Biden’s problem is, of course, that Americans are generally very trustworthy, even without laws controlling our behavior. “About 92 percent of violent crimes in America do not involve firearms,” crime prevention researcher John Lott found. According to recent FBI data, fists and feet kill more people than any kind of rifle. If America were the murderous place the media purports it to be, you’d think those two million illegal immigrants would be headed back the other way, rather than risking their lives to come here.
The vast majority of people who own guns buy them for self-defense and know how to handle and store them. They don’t like to be told, “You’re not allowed to own that firearm anymore, because you might do something bad with it someday.” Actually, more than simply not being a violent threat, many of these gun owners actively prevent crime, to the point that the FBI itself acknowledged in 2018 that the “selfless actions” of armed citizens “likely saved many lives” and that “the enhanced threat posed by active shooters and the swiftness with which active shooter incidents unfold support the importance of preparation by law enforcement officers and citizens alike.”

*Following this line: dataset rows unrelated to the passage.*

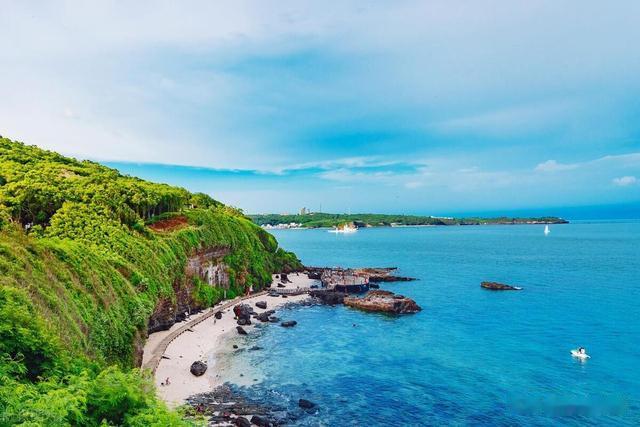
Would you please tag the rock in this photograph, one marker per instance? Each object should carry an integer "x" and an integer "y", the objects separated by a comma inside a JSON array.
[
  {"x": 198, "y": 368},
  {"x": 264, "y": 317},
  {"x": 241, "y": 422},
  {"x": 328, "y": 297},
  {"x": 384, "y": 302},
  {"x": 289, "y": 323},
  {"x": 306, "y": 404},
  {"x": 495, "y": 286},
  {"x": 259, "y": 420},
  {"x": 242, "y": 311}
]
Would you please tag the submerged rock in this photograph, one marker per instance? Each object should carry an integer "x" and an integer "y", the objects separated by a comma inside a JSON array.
[
  {"x": 306, "y": 404},
  {"x": 383, "y": 302},
  {"x": 241, "y": 422},
  {"x": 495, "y": 286},
  {"x": 198, "y": 368}
]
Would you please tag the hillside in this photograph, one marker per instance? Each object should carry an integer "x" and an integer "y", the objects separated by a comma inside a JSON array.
[
  {"x": 316, "y": 220},
  {"x": 90, "y": 261}
]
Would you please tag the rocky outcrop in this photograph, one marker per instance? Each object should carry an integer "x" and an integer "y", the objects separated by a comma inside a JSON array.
[
  {"x": 328, "y": 297},
  {"x": 383, "y": 302},
  {"x": 495, "y": 286},
  {"x": 198, "y": 368}
]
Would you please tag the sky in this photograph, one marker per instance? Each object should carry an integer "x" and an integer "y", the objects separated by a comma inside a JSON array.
[{"x": 427, "y": 107}]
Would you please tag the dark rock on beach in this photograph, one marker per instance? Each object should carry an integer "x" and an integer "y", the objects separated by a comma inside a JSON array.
[
  {"x": 241, "y": 422},
  {"x": 198, "y": 368},
  {"x": 289, "y": 323},
  {"x": 260, "y": 421},
  {"x": 264, "y": 317},
  {"x": 495, "y": 286},
  {"x": 383, "y": 302}
]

Gun sales have surged in the past few years. In 2020, Americans bought a record 22.8 million guns; in 2021, they purchased 19.9 million more. Has violent gun crime surged, too, in a corresponding fashion? No.
A Guardian article reported in 2021:
Through July of last year, there was no clear association between the increase in firearm purchases and the increase in most interpersonal gun violence at the state level, according to a new study published in Injury Epidemiology, a peer-reviewed scientific journal.
Rather than pointing the finger at guns, the study’s author told the Guardian, “We need to be looking at other factors, like job loss, economic change, the closure of schools and community organizations and nonprofits, and civil unrest.”
What’s more, as government trusts its citizens more, they are more inclined to take responsibility for themselves. Constitutional Carry is the concept that law-abiding citizens shouldn’t have to ask the government for permission (apply for a permit) before exercising their Second Amendment rights. When Constitutional Carry took effect in Texas, the demand for firearms training classes skyrocketed. When West Virginia said it trusted its residents to carry a gun without a permission slip, the state’s violent crime rate dropped. In fact, the top three safest states in America require no permit for the law-abiding to carry a firearm. Constitutional Carry legislation has been a winning policy gaining huge traction in recent years: half of the United States have enacted these types of laws.
We shouldn’t need all these facts and figures to prove that guns are not what cause violence, any more than access to matches turns someone into an arson. As gunslinger Alan Ladd says in Shane, “A gun is a tool, no better or no worse than any other tool: an ax, a shovel or anything. A gun is as good or as bad as the man using it.”
Judging from Biden’s massive gun control policy wish list, he thinks every American is bad.